3/26/2008 - USCIS Publishes H-1B Visa Interim Rule

In an effort to discourage multiple H-1B filings by the same employers for the same potential employees aimed at increasing the odds of being chosen in a lottery, USCIS has published a strict new rule in the March 24 edition of the Federal Register.

If USCIS detects more than one petition with both the same employer-petitioner and the same employee-beneficiary, both petitions will be denied (or revoked, if one or both were already approved) and filing fee will not be returned for either petition. USCIS will also retain filing fees and deny H-1B petitions if the petition was submitted with a false statement that the petition was exempt from the H-1B cap, but USCIS determines that it is not exempt after available cap-subject H-1Bs have been entirely depleted.

A more favorable aspect of the new rule is that H-1Bs will be accepted for inclusion in the lottery for the first five days of April, not only for the first two days as previous permitted (and as happened last year). Further, different companies within the same corporate umbrella (parents, subsidiaries, affiliates, etc.) can still file separate applications for the same individuals without running afoul of this new rule.
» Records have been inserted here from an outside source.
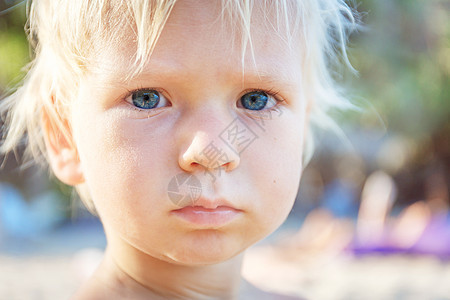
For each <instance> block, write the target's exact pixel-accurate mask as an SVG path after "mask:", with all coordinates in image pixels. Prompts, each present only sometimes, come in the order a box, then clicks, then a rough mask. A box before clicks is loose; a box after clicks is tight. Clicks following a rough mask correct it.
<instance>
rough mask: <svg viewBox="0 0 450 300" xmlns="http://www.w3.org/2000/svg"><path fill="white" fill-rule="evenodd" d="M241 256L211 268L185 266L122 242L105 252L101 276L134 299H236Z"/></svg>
mask: <svg viewBox="0 0 450 300" xmlns="http://www.w3.org/2000/svg"><path fill="white" fill-rule="evenodd" d="M112 249H114V250H112ZM242 256H243V254H239V255H238V256H236V257H234V258H232V259H230V260H228V261H225V262H221V263H218V264H213V265H204V266H186V265H180V264H176V263H172V262H167V261H164V260H161V259H157V258H155V257H152V256H150V255H148V254H146V253H143V252H141V251H139V250H137V249H136V248H134V247H132V246H130V245H128V244H124V243H122V245H121V246H120V248H119V247H118V245H114V246H113V247H110V248H108V249H107V251H106V253H105V259H104V262H103V264H102V265H101V267H100V268H103V269H104V270H103V271H100V273H103V274H107V276H108V278H105V279H106V282H108V283H110V284H111V286H113V287H114V290H115V291H117V292H119V293H120V295H126V296H128V297H130V296H131V297H132V298H133V299H140V298H145V299H149V298H151V299H158V298H161V299H167V298H170V299H235V298H237V296H238V293H239V287H240V284H241V275H240V272H241V265H242ZM117 287H119V288H117ZM150 296H152V297H150Z"/></svg>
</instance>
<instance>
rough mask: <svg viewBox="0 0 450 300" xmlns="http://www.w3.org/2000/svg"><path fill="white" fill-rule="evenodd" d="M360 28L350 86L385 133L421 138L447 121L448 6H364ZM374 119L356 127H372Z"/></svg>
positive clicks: (360, 7)
mask: <svg viewBox="0 0 450 300" xmlns="http://www.w3.org/2000/svg"><path fill="white" fill-rule="evenodd" d="M359 9H360V10H361V11H365V12H367V15H366V17H365V20H364V22H365V23H366V28H367V30H365V31H364V32H361V33H360V34H359V36H357V37H356V38H355V39H354V41H353V43H354V44H353V51H352V62H353V63H354V65H355V68H356V69H357V70H359V72H360V78H359V80H358V82H357V83H356V84H355V86H356V88H357V89H358V95H361V97H363V98H365V99H367V101H368V102H369V103H370V104H371V105H373V106H374V107H375V109H376V111H377V112H378V113H379V114H380V115H381V117H382V118H383V119H384V120H385V123H386V125H387V126H388V130H390V131H393V132H396V133H398V134H403V135H407V136H410V137H412V138H419V139H420V138H422V137H425V136H427V135H429V134H430V133H431V132H433V131H435V130H437V129H438V128H439V127H441V126H443V125H444V124H445V123H446V122H448V120H449V117H450V80H449V78H450V76H449V75H450V39H449V37H450V22H449V21H450V20H449V15H450V14H449V12H450V3H449V1H438V0H427V1H422V0H403V1H391V0H383V1H381V0H365V1H363V3H362V5H361V6H360V7H359ZM374 118H376V116H375V115H374V114H370V113H369V114H362V115H361V118H360V120H359V123H360V124H362V125H365V124H366V123H368V124H369V126H371V125H370V124H376V123H377V122H376V121H375V120H373V119H374Z"/></svg>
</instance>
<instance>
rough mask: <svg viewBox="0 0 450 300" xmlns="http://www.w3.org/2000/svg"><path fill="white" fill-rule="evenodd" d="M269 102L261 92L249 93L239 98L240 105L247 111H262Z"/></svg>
mask: <svg viewBox="0 0 450 300" xmlns="http://www.w3.org/2000/svg"><path fill="white" fill-rule="evenodd" d="M268 101H269V96H268V95H267V94H266V93H265V92H263V91H253V92H249V93H247V94H245V95H243V96H242V97H241V104H242V106H243V107H244V108H246V109H249V110H262V109H263V108H264V107H265V106H266V105H267V102H268Z"/></svg>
Last year, the entire general allotment of 65,000 H-1B visas was entirely used in these first two days (in fact, far more than double this number of applications was submitted), and USCIS resorted to a lottery to allocate the available visas. It is anticipated that an even greater number of applications will be competing for available H-1B visa this year, and that the additional 20,000 H-1Bs allotted to those with Master's degrees from U.S. schools will go almost as quickly (they lasted almost to the end of April last year).

Bottom Line:

The new rule should cut down on "multiple-dipping" by larger petitioners, and on the whole does serve to make the lottery process somewhat more fair.

Who Should Care:

H-1B petitioning employers, potential H-1B sponsored employees.